Class CollectSinkFunction<IN>

  • Type Parameters:
    IN - type of results to be written into the sink.
    All Implemented Interfaces:
    Serializable, Function, RichFunction, CheckpointListener, CheckpointedFunction, SinkFunction<IN>

    @Internal
    public class CollectSinkFunction<IN>
    extends RichSinkFunction<IN>
    implements CheckpointedFunction, CheckpointListener
    A sink function that collects query results and sends them back to the client.

    This sink works by limiting the number of results buffered in it (can be configured) so that when the buffer is full, it back-pressures the job until the client consumes some results.

    NOTE: When using this sink, make sure that its parallelism is 1, and make sure that it is used in a StreamTask.
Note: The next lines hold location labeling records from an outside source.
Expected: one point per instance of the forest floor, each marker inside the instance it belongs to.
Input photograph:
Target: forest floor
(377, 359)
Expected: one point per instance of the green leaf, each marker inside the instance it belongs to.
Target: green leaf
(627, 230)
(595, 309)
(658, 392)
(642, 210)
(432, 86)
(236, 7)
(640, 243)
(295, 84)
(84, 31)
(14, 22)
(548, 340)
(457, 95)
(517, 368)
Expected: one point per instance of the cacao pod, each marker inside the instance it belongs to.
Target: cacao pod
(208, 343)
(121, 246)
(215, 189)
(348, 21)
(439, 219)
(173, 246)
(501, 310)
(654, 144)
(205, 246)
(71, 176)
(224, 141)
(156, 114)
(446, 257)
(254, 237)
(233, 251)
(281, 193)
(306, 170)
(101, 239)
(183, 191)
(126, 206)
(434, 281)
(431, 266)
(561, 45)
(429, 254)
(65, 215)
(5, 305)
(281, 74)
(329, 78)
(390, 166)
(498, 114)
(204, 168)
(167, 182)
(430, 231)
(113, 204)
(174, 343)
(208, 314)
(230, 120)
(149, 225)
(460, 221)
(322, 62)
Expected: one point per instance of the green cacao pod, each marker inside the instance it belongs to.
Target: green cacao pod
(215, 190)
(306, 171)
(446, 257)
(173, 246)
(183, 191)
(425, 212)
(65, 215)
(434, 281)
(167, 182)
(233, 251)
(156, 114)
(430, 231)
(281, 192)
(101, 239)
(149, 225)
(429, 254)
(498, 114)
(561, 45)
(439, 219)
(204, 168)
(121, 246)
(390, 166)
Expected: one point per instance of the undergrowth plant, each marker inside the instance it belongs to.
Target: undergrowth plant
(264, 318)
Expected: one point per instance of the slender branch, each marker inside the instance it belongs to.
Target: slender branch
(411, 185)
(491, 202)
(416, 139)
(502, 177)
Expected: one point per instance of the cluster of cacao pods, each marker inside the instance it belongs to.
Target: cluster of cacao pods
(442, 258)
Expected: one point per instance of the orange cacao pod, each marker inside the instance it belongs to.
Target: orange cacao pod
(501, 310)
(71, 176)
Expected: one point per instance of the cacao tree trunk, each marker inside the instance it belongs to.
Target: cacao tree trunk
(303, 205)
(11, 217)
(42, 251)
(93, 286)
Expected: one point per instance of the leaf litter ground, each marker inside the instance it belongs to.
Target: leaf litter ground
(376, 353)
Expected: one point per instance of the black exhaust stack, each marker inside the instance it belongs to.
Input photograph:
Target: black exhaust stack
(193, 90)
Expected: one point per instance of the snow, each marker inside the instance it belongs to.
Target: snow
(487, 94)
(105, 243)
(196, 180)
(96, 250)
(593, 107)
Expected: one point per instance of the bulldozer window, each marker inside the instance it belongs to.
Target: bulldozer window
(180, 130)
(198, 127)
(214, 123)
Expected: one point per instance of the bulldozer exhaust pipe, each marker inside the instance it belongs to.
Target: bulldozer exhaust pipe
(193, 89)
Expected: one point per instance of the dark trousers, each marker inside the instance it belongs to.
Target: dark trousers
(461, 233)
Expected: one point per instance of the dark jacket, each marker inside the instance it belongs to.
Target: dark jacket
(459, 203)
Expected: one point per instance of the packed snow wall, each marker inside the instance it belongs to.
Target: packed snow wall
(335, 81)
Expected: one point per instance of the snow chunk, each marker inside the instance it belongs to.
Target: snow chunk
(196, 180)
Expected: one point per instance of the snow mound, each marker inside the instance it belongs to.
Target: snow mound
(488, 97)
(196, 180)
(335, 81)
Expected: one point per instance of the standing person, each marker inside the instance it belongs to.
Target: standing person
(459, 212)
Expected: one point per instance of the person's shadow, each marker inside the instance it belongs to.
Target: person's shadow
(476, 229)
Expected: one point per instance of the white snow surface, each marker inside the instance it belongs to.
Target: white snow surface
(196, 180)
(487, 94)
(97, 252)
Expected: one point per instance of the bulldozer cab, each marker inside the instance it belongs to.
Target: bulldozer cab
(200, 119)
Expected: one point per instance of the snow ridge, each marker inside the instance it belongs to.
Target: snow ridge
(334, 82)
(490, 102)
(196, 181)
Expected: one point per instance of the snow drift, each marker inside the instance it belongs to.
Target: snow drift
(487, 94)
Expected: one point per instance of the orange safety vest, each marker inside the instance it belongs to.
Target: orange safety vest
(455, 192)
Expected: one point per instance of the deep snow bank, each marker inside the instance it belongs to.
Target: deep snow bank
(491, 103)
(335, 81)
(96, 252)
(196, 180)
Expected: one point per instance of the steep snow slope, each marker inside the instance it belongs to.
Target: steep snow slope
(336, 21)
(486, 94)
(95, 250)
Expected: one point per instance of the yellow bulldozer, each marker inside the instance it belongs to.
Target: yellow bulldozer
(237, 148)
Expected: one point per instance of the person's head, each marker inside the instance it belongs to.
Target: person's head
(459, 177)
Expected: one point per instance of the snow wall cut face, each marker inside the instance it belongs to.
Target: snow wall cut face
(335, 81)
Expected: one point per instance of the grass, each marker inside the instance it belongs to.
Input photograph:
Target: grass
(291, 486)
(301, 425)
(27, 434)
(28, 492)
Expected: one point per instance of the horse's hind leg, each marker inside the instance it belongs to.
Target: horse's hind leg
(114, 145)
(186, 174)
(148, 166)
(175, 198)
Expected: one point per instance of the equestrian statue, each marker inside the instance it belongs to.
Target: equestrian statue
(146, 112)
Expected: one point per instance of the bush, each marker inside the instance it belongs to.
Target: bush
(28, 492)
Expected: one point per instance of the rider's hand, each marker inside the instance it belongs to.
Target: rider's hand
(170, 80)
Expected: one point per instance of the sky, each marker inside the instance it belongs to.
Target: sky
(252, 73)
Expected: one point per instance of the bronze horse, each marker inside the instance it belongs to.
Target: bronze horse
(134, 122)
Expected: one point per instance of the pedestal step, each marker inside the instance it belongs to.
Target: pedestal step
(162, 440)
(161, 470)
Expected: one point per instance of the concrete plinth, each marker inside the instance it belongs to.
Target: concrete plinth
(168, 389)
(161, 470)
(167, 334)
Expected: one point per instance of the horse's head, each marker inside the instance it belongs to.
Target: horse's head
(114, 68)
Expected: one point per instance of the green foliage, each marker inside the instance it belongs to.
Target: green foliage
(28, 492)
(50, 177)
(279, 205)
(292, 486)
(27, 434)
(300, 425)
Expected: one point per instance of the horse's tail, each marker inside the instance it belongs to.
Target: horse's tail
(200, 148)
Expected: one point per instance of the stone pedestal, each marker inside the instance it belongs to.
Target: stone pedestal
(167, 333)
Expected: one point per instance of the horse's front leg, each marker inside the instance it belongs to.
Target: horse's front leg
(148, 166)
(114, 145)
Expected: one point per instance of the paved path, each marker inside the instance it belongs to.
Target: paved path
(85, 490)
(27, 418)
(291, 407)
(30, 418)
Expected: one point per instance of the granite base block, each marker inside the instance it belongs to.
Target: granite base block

    Communication Protocol Explanation

    We maintain the following variables in this communication protocol

    1. version: This variable will be set to a random value when the sink opens. Client discovers that the sink has restarted if this variable is different.
    2. offset: This indicates that client has successfully received the results before this offset. Sink can safely throw these results away.
    3. lastCheckpointedOffset: This is the value of offset when the checkpoint happens. This value will be restored from the checkpoint and set back to offset when the sink restarts. Clients who need exactly-once semantics need to rely on this value for the position to revert when a failover happens.

    Client will put version and offset into the request, indicating that it thinks what the current version is and it has received this much results.

    Sink will check the validity of the request. If version mismatches or offset is smaller than expected, sink will send back the current version and lastCheckpointedOffset with an empty result list.

    If the request is valid, sink prepares some results starting from offset and sends them back to the client with lastCheckpointedOffset. If there is currently no results starting from offset, sink will not wait but will instead send back an empty result list.

    For client who wants exactly-once semantics, when receiving the response, the client will check for the following conditions:

    1. If the version mismatches, client knows that sink has restarted. It will throw away all uncheckpointed results after lastCheckpointedOffset.
    2. If lastCheckpointedOffset increases, client knows that a checkpoint happens. It can now move all results before this offset to a user-visible buffer.
    3. If the response also contains new results, client will now move these new results into uncheckpointed buffer.

    Note that

    1. user can only see results before a lastCheckpointedOffset, and
    2. client will go back to the latest lastCheckpointedOffset when sink restarts,

    client will never throw away results in user-visible buffer. So this communication protocol achieves exactly-once semantics.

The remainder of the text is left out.